Her voice trailed off, but they both knew what she had left off.
“The clothes look good.” He had ordered those as well through the ship’s boutiques, and had them sent through the same system that sent the food. At the luxury level, he paid for any kind of service he wanted. He didn’t have to leave the suite for the entire trip if that suited him, which it did not. But he was taking advantage of that this morning.
She ran her hands along the blouse. She stopped at her breasts, again, knowing that aroused him. She was trying to distract him so—what? she could bolt out that door?—and it was working. Indeed, the slight movement made him think that the color of her nipples matched the blouse. He wondered if that was what made him order it.
He made himself look away.
“We made it clear last night that we were going to spend the next twenty-four hours with each other,” he said. “It hasn’t been sixteen yet.”
She shrugged. “People get sick of each other. I’m sure the staff here knows that.”
He moved to the other side of the table. “I’m sure they do. But we have to keep up our little charade just a bit longer, so they don’t notice what you did last night.”
She raised her eyes to him. Her hands fell to the table top. Her expression was flat now. “If they notice, it’ll be because of you. I set the cameras so that they looped. No one would have realized I even opened the airlock if you had given me just a few more minutes.”
He shook his head. This was why she was getting into trouble. She thought short-term, not long-term.
“They would notice,” he said. “Not on the trip, but shortly thereafter. You didn’t think this through—”
“The schematics were different—”
“Not that,” he said. “The consequences.”
“No consequences,” she said. “I would be gone before they realized he was missing.”
“That’s not how it’s done,” he said.
She frowned. “Not how what’s done?”
“The job,” he said. “The key isn’t to let them slowly realize that something had gone wrong.

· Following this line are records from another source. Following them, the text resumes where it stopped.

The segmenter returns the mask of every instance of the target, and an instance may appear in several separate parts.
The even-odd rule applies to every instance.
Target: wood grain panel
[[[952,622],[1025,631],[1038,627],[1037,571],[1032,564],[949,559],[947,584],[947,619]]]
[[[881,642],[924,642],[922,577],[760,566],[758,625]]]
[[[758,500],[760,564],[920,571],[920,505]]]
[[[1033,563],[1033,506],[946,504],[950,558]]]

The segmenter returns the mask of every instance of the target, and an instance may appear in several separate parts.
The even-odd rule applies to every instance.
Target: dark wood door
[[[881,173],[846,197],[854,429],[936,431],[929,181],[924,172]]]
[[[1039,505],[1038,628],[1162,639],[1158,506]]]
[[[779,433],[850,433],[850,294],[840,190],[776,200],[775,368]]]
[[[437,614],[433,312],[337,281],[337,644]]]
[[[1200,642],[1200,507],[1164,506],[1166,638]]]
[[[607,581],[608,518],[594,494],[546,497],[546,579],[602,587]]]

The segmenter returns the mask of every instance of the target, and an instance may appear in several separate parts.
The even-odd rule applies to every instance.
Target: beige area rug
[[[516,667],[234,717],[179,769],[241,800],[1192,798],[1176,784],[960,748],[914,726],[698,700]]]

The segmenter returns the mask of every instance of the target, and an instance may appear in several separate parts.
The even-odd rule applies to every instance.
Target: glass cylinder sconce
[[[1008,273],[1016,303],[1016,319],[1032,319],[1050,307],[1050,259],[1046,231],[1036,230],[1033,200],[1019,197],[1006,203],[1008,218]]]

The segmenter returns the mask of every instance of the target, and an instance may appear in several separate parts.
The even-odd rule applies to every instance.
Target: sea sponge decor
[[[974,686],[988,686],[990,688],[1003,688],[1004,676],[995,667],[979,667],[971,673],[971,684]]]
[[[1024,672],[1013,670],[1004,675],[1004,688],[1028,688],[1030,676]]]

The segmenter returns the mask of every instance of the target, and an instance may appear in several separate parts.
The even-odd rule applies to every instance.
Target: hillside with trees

The key is to make the death seem natural.”
She looked at him. “Who
are
you?”
He had already told her, but he did so again. “My name is Misha.”
He paused for just a moment, wondering why it was so important she know his real name, why he hoped she remembered him. Before she woke up, he had planned to tell her the name he traveled under in this sector, but when her eyes opened, he had blurted his real name. His heart name. The name only people who cared for him used.
She hadn’t understood him, which should have given him a reprieve, but some part of him wanted to hear that husky voice of hers murmur his name as if it meant something to her.
“Misha,” she said, frowning. Was she trying to place the name or had she finally figured out who he was? “You said that when I woke up.”
He felt an odd surge of disappointment. “Yes, I did.”
“And you know who I am,” she said.
“Of course I do,” he said. “Since I’m the one who hired you.”
“You what?” she asked. Whatever she had expected him to say, it hadn’t been that. Her hands fell to her sides, and she felt cold even though the suite’s environmental controls were set slightly warm.
“I hired you,” he repeated, as if it was the most natural thing in the world.
For
what?
she wanted to ask, but stopped herself just in time. She wasn’t sure she wanted the answer. The room, the clothes, the food, everything made more for a seduction than for a murder.
But he had helped her with Testrial, so he wasn’t talking about the sex. Not that she hired out for sex. She hired out for assassination, but never sex.
“What did you have against Elio Testrial?” she asked.
Misha’s smile was cool, faint, the smile of the man she had met in the corridor, not the man she had touched with such abandon a half an hour before. “He was a bad guy.”
“So you knew him?” she asked.
“No,” he said.
“Then why the hell did you want me to kill him?” she asked.
Misha leaned back slightly. He rested one elbow on the back of the chair. From this angle, she could see his muscular torso, the power in his body. He didn’t look slender now. He looked like a man who built for speed and danger, a man who could move across the table, grabbing a butter knife as he did so, and plunge it into the vulnerable base of her neck without a single thought.